Selanjutnya, sekitar pukul 17.10 WITA, pihak RSUD Abdul Rivai kembali menerima dua korban meninggal lainnya. Keduanya adalah anak yang masih balita yakni NJ (5) dan NS (4).

“Kedua anak tersebut langsung dibawa ke kamar jenazah untuk dilakukan pemeriksaan visum dan pemulasaran,” ujarnya.

Polisi Periksa Kejiwaan Julius

Usai kejadian tragis itu, Polres Berau memeriksa kejiwaan Julius, tersangka pembunuhan istri dan anaknya di RSUD Abdul Rivai.

Diduga, Julius mengalami gangguan mental hingga harus diperiksa kejiwaannya.
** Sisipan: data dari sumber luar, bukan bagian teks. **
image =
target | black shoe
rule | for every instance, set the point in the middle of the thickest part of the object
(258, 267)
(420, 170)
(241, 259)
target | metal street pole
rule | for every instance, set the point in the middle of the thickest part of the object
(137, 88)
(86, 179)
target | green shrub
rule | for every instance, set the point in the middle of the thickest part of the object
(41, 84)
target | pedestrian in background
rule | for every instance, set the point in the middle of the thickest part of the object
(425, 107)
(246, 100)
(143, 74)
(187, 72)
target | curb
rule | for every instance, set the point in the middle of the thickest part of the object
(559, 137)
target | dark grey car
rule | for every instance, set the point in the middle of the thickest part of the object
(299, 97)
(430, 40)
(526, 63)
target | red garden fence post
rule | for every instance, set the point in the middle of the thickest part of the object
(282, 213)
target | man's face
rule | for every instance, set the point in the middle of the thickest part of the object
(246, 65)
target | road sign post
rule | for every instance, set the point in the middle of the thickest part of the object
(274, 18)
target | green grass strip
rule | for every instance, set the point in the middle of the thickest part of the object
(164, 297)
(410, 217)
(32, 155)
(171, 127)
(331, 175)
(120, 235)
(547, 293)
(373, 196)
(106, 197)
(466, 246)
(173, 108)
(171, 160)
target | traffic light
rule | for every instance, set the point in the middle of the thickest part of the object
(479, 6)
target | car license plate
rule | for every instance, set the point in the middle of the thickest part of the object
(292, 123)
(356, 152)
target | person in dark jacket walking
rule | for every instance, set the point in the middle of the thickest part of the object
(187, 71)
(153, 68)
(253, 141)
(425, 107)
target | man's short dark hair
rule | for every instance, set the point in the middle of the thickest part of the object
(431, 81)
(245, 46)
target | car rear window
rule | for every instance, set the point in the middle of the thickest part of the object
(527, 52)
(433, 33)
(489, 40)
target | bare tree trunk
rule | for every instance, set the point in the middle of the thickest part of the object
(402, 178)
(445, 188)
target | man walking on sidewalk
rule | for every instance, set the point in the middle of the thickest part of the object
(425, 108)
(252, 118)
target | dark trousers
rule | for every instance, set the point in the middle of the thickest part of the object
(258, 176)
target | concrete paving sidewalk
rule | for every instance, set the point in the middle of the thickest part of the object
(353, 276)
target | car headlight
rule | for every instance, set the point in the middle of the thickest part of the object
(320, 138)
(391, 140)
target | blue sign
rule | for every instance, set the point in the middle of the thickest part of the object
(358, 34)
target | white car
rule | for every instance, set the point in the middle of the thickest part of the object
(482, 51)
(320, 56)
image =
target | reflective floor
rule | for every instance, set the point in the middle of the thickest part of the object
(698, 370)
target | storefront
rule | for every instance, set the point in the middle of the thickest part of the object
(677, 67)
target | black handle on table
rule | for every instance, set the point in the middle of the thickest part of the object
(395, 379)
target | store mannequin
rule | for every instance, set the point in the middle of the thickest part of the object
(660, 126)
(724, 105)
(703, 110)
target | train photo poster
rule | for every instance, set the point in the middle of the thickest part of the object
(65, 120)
“Sekarang tersangka dirawat di rumah sakit. Kemungkinan sekaligus diperiksa juga kejiwaannya,” kata Kasi Humas Polres Berau, AKP Ngatijan pada Senin (11/8/2025) lalu.

Hanya saja, pihak kepolisian masih kesulitan mengorek keterangan dari Julius, karena jawaban yang diberikan tidak jelas.

Polres Berau membawa Julius ke RSUD Abdul Rivai untuk memeriksakan kesehatan dan kejiwaannya.

“Belum bisa, karena jawabannya selalu tidak nyambung dan aneh. Jadi sementara dititipkan di rumah sakit untuk dirawat,” paparnya.

Ketika ditanya, apakah ada informasi bahwa tersangka sebelumnya pernah mengalami gangguan kejiwaan.

AKP Ngatijan menjelaskan, dari kesaksian warga setempat, tersangka belum pernah diketahui mengalami gangguan mental.

“Kalau informasi dari warga setempat, tersangka ini hanya memiliki sikap temperamen. Karena masalah kecil, bisa memicu amarahnya. Tapi kalau untuk gangguan kejiwaan belum pernah diketahui sebelumnya,” ujarnya.